Já adulta e formada, cobriu edições da São Paulo Fashion Week, onde chamava a atenção dos participantes do evento. “Percebi que dentro daquele universo que gostava de se mostrar tão perfeito eu era a imperfeição. Mesmo estando ali a trabalho e com a imprensa, eu destoava”, lembra. Entre as amigas, porém, Helô era um sucesso. Elas pediam dicas para se vestir para um encontro romântico ou entrevista de emprego.
Isso se tornou tão comum que, em 2015, a jornalista teve a ideia de criar o Moda em Rodas (@modaemrodas), página que começou no Facebook e migrou para o Instagram. Hoje, já são mais de 5 mil seguidores – mulheres que andam em cadeira de rodas, com nanismo e plus size são a maioria. Helô compartilha dicas de looks, comenta eventos de moda que frequenta e faz posts para conscientizar seu público sobre os desafios das pessoas com deficiência (PCD). “Quero tirar um pouco o foco da palavra inclusão e falar em diversidade. O mundo é heterogêneo, a gente tem que aprender a aceitar as pessoas com corpo e personalidade diferentes”, defende.

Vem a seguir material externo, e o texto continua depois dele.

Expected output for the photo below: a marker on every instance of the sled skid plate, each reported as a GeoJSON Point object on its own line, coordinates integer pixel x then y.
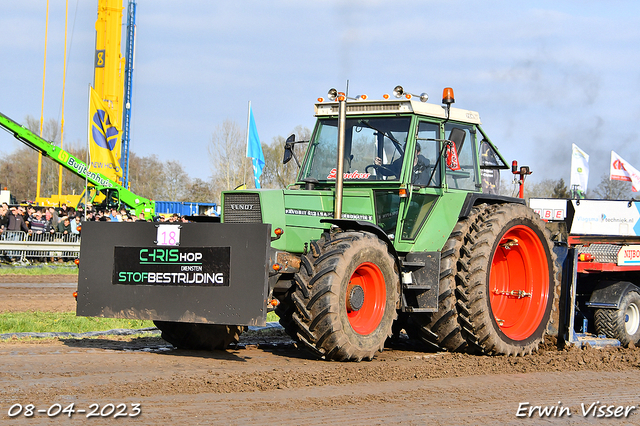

Helô alerta para algumas mudanças essenciais e nem tão complicadas, como o treinamento de vendedores e atendentes nas lojas. “Nem eles nem os empresários, donos dos negócios, estão prontos para receber pessoas com deficiência. Não sabem lidar, ficam com receio, constrangidos. Acontece muitas vezes de o vendedor se dirigir ao meu acompanhante, e não a mim, fazendo com que eu me sinta infantilizada”, conta.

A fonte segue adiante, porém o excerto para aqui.